If you can't find a convincing explanation for an identity, then maybe the identity doesn't really exist. Maybe it is just an ideological frame, or a psychological projection, like marketing "tribes" or the belief that supporters of your football team's main rivals are all arseholes. There is also the danger of political scientists conjuring up a field of work: "The Brexit juncture comes in a new era of UK politics. It marks the first real crisis of politics in the post-devolution era in which the UK has become formed as a multi-national state, not just in terms of its governance, but in its identity too. Formal decisions concerning Brexit reside with the Westminster Parliament, but the consequences ripple across the UK’s nations and their assemblies, parliaments and civil societies. The European question has layered another deep cleavage onto the already fractious territorial politics of the union." Brexit is certainly an emotive issue, but I wonder if the assumption that it will be a disruptive part of our politics for years to come will prove true. The real lesson of punk was that it only lasted a few years.


  1. Ha!

    It reminds me a bit about my Mam commenting a few years ago on the lousy musical taste of her co-workers: 'You wouldn't think they'd grown up through the time of the Stones, Cream or Jimi Hendrix'!

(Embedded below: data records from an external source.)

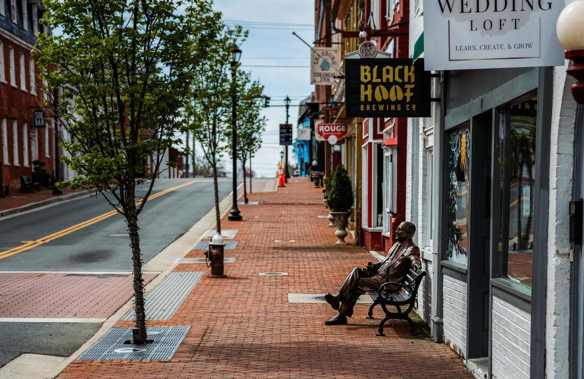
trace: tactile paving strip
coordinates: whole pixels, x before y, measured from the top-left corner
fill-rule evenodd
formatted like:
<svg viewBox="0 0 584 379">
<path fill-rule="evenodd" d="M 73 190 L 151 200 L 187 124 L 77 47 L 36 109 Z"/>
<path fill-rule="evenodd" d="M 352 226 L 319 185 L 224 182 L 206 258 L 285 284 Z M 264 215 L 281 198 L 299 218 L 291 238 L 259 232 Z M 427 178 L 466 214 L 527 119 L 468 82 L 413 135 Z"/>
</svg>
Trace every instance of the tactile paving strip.
<svg viewBox="0 0 584 379">
<path fill-rule="evenodd" d="M 237 241 L 228 241 L 227 244 L 225 245 L 224 248 L 225 250 L 232 250 L 237 246 Z M 207 248 L 209 246 L 208 241 L 201 241 L 198 244 L 194 245 L 193 248 L 193 250 L 206 250 Z"/>
<path fill-rule="evenodd" d="M 171 272 L 146 294 L 146 319 L 170 320 L 204 273 L 203 271 Z M 134 310 L 121 320 L 134 320 Z"/>
<path fill-rule="evenodd" d="M 235 261 L 235 257 L 224 257 L 223 262 L 224 263 L 234 263 Z M 208 262 L 208 261 L 207 261 Z M 175 261 L 175 263 L 181 264 L 181 263 L 205 263 L 204 258 L 179 258 Z"/>
<path fill-rule="evenodd" d="M 78 360 L 109 360 L 114 359 L 170 359 L 176 352 L 190 327 L 154 327 L 147 328 L 148 332 L 159 332 L 159 335 L 148 336 L 152 343 L 133 345 L 124 342 L 132 339 L 131 328 L 112 328 L 82 354 Z M 116 349 L 138 347 L 146 351 L 135 353 L 116 353 Z"/>
</svg>

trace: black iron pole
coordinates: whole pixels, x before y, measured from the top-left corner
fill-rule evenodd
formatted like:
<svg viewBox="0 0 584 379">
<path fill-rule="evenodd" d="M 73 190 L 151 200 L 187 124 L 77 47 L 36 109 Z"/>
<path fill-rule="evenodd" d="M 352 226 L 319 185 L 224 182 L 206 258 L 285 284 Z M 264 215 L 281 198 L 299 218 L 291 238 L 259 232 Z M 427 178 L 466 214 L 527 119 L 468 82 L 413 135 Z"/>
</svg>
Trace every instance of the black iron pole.
<svg viewBox="0 0 584 379">
<path fill-rule="evenodd" d="M 237 97 L 235 94 L 235 76 L 237 71 L 237 62 L 231 62 L 231 153 L 233 158 L 233 206 L 231 212 L 227 217 L 232 221 L 241 221 L 241 212 L 237 208 Z M 244 178 L 245 180 L 245 178 Z"/>
</svg>

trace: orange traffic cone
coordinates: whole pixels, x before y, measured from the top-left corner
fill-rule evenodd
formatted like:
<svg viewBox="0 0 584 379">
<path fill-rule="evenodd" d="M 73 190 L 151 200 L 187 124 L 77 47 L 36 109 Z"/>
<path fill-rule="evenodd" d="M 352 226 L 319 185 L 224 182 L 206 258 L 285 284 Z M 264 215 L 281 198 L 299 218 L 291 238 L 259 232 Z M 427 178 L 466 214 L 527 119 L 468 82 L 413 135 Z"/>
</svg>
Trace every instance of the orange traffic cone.
<svg viewBox="0 0 584 379">
<path fill-rule="evenodd" d="M 280 166 L 278 167 L 278 187 L 286 187 L 284 183 L 286 183 L 284 178 L 284 163 L 280 162 Z"/>
</svg>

    There are plenty of people my own age who participated in the techno and drum and bass scene yet are now quite partial to Mumford and Sons. This country! *tuts*

  2. «It is no coincidence that so many contemporary Tories admire Singapore»

    In that admiration "Singapore" is merely an euphemism for "Dubai". The Singapore government is merely "one nation" tory, with too much state intervention and paternalism, for most extreme thatcherites.

    1. Not to mention that Singapore:

      a) has over 80% of its citizens in the equiavalent of social housing, and
      b) has a large enough Muslim minority that they felt it prudent to ban the Satanic Verses.

  3. «The real lesson of punk was that it only lasted a few years.»

    There is I guess some validity in the argument that "punk" is central to contemporary british culture, and it not quite the “bonkers claim that punk turned the English character towards masochism”.

    But that "punk" was essentially nihilistic, decadent, both selfish and self-harming, a product of ennui and despair. It was in some part the lower class version of Bulligdon Club attitudes.

    Perhaps the loss of the english empire and then of the english "one nation" policies have generated similar attitudes among the upper and lower classes.

    Current tory (Conservative and New Labour) policies are also nihilistic and decadent, centred as they are on championing the meanest self-regard of the “aspirational voters who shop at John Lewis and Waitrose”, typically older (often childless or estranged from their children) ladies and lords of the micromanors, owners of petty southern property.

    1. Punk was not "essentially nihilistic, decadent, both selfish and self-harming, a product of ennui and despair".

      It certainly played up the idea of boredom, but that was a critique of the decadence of the mid-70s. It was actively bored *with* things, not just suffering ennui. As the Clash sang, "I'm so bored with the USA".

      Its nihilism was an affectation belied by its DIY activism (kids formed bands, produced fanzines, made their own clothes etc); while its openness to ideas and influences, from postmodernism to reggae, was anything but selfish.

      I don't want to over-emphasise it's cultural significance (my point is that it was a brief flowering that was soon absorbed & commodified), but it has been badly misrepresented by O'Toole. It isn't the Brexit Rosebud.